So many people in Florida, mainly transplants, say how great the fishing is, they just don’t know how great it was. They keep lowering the bar for what a great fishery is.


----------



## dbrady784

Steve_Mevers said:


> So many people in Florida, mainly transplants, say how great the fishing is, they just don’t know how great it was. They keep lowering the bar for what a great fishery is.


Everything is all relative. Not disagreeing with you, but just saying it’s all in a relative perspective. I’m sure the locals to “insert tropical destination here” would say they same thing when you go there.


----------



## Smackdaddy53

Steve_Mevers said:


> So many people in Florida, mainly transplants, say how great the fishing is, they just don’t know how great it was. They keep lowering the bar for what a great fishery is.


Same for Texas. I’m sure some of you older guys you knew what the 60’s and 70’s were like but even the 80’s and 90’s were stellar here compared to the 2000’s. Fishing became a fad and now there is a ton of fluff.


----------



## Steve_Mevers

dbrady784 said:


> Everything is all relative. Not disagreeing with you, but just saying it’s all in a relative perspective.

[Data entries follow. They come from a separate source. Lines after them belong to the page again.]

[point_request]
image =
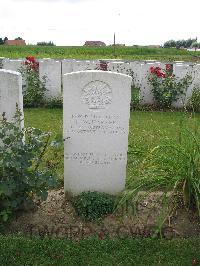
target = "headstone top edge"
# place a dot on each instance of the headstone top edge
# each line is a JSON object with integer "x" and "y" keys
{"x": 97, "y": 72}
{"x": 10, "y": 72}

I’m sure the locals to “insert tropical destination here” would say they same thing when you go there.


It is all relative in the individuals perspective, I agree. But the state biologist who studies and makes recommendations for fishery management must base their recommendations on historical facts and not on the current perspective of uninformed individuals. I understand that the fisheries may never be as good as they were years ago, but our goal ought to be make them as healthy as possible.


----------



## Steve_Mevers

Smackdaddy53 said:


> Same for Texas. I’m sure some of you older guys you knew what the 60’s and 70’s were like but even the 80’s and 90’s were stellar here compared to the 2000’s. Fishing became a fad and now there is a ton of fluff.


yep


----------



## Sublime

CCA Texas Star tournament has announced Speckled trout, Flounder and Sheepshead have been removed from the tournament. The 2021 STAR will feature "three different Tagged Redfish Divisions utilizing a mandatory release format".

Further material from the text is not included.